J’ai fais des photos discrètement, j’en ressentais la nécessité pour me soulager du sentiment d’étrangeté qui me serrait parce que je ne m’étais pas préparé à ça. Réaliser quelques images attribuait certainement une place en moi à ses sensations.

A Namié (Japon encore) sur le rivage Pacifique près de la centrale de Fukushima DaI Ichi, je me souviens m’être représenté la force et les proportions du tsunami, quand dans une maison éventrée, dans le désordre d’un sol d’objets boueux et disparates, j’ai aperçu un radio-réveil qui indiquait encore l’heure où la vague l’avait cassé. Je n’ai pas pu le ramasser tant la radioactivité était élevée à cet endroit. Ce n’était qu’un objet de petite taille mais par lui j’ai interrogé ce que représentait un flot de 15 mètres de hauteur et réunit toute mon expérience pour imaginer ce rivage à 15h37 le 11 mars 2011.

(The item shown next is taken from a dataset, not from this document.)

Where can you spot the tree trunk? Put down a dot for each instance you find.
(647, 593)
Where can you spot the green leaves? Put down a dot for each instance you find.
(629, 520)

Les objets qu’on trouve nous sont destinés, on regarde vers eux parce qu’on sait qu’ils sont là ; comme on ne regarde jamais les horloges où elles ne sont pas accrochées.

Le Mexique, cette fois

Je documente depuis trois ans le spectacle BIFACE au sujet de la Conquête espagnole (1519-1521). A cette occasion je souhaite questionner une nouvelle fois cette sensation-intuition que les lieux me procurent avec ce qui n’est plus.
C’est un trouble ancien, je le ressens fondateur de ce que je tente au théâtre. Cette enquête passe la plupart du temps à travers l’objet et se conclue par les actes qui « poussent » dans la pensée et le corps des interprètes agissant en répétition sous influences de leurs souvenirs. Ils me permettent de voir ce que j’attendais depuis le début.

Le projet de BIFACE a déjà commencé au Mexique. Son origine vient d’un recoupement de séquences éparses mémorisées lors de deux séjours (novembre 2012 et février 2015) avec, à mon retour, la découverte de textes traitant de « la Conquête » à partir des deux points de vue : espagnols et aztèques, d’où ce titre.


C’est sur le site archéologique de Tulum au Yucatan que la sensation originale est venue.
C’était sur un promontoire herbeux surplombant l’océan, insistait cette pensée que c’est de cet horizon qu’un jour un guetteur a vu l’impossible : des tours de bois se déplaçant sur les flots, venues de Nulle Part. Les espagnols ont surgi de « l’eau divine ». « ..Et quand ils furent vus, ceux qui venaient aux rivages de l’eau du ciel..», tels que le décrivirent les Aztèques.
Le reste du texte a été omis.